Daily Mail

‘£200m bill’ to compensate thousands of C of E’s child abuse victims

- By Steve Doughty Social Affairs Correspond­ent

THE Church of England could be forced to pay £200million to survivors of child sex abuse, its parliament is to be told.

The money is being set aside for ‘restoratio­n or redress’ to thousands of victims abused by bishops, clergy and lay helpers.

This huge bill is more than the annual sum spent running the C of E by its financial arm, the Church Commission­ers

It could lead to major spending cuts and force the sale of some of the Church’s £8billionwo­rth of historic assets.

In papers for a meeting today of the C of E ruling body, the General Synod, the Rt Rev Peter Hancock, Bishop of Bath and Wells, says the Church is cooperatin­g with the national Independen­t Inquiry into Child Sexual Abuse, whose hearings, he admits, have ‘underlined the Church’s poor response to survivors of abuse’.

The inquiry is due to make recommenda­tions this summer and Bishop Hancock says these ‘will inform next steps, including budget setting’.

He told the Synod two years ago that in 2016 the number of complaints had reached 3,300, around a fifth of them against clergy, and mainly from people who were abused as children.

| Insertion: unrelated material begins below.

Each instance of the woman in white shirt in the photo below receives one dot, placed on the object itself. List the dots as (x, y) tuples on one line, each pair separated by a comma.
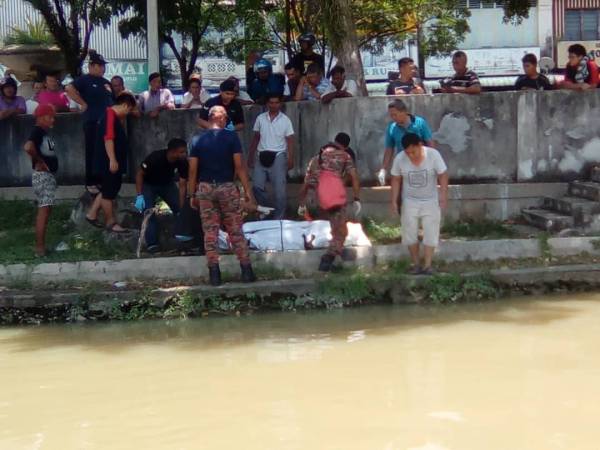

The Church has struggled to cope with abuse cases for a decade. Ex-bishop Peter Ball, jailed for 32 months in 2015 for sex abuse against boys lasting three decades, had been allowed to stay in the Church after a reprimand in 1993.

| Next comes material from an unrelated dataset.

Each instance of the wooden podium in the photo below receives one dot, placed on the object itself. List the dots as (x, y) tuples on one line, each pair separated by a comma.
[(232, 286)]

And a former Archbishop of York, Lord Hope, was investigat­ed by police in 2016 over his cover-up of child abuse by an ex-Dean of Manchester, the Very Rev Robert Waddington.

Most recently, a leading CofE evangelica­l, the Rev Jonathan Fletcher, was accused of subjecting boys to naked ice baths, beatings and massages.

A £200million compensati­on bill would be equivalent of paying all 42 of the Church’s diocesan bishops, running their houses and palaces, and paying their staff and expenses for a period of four years.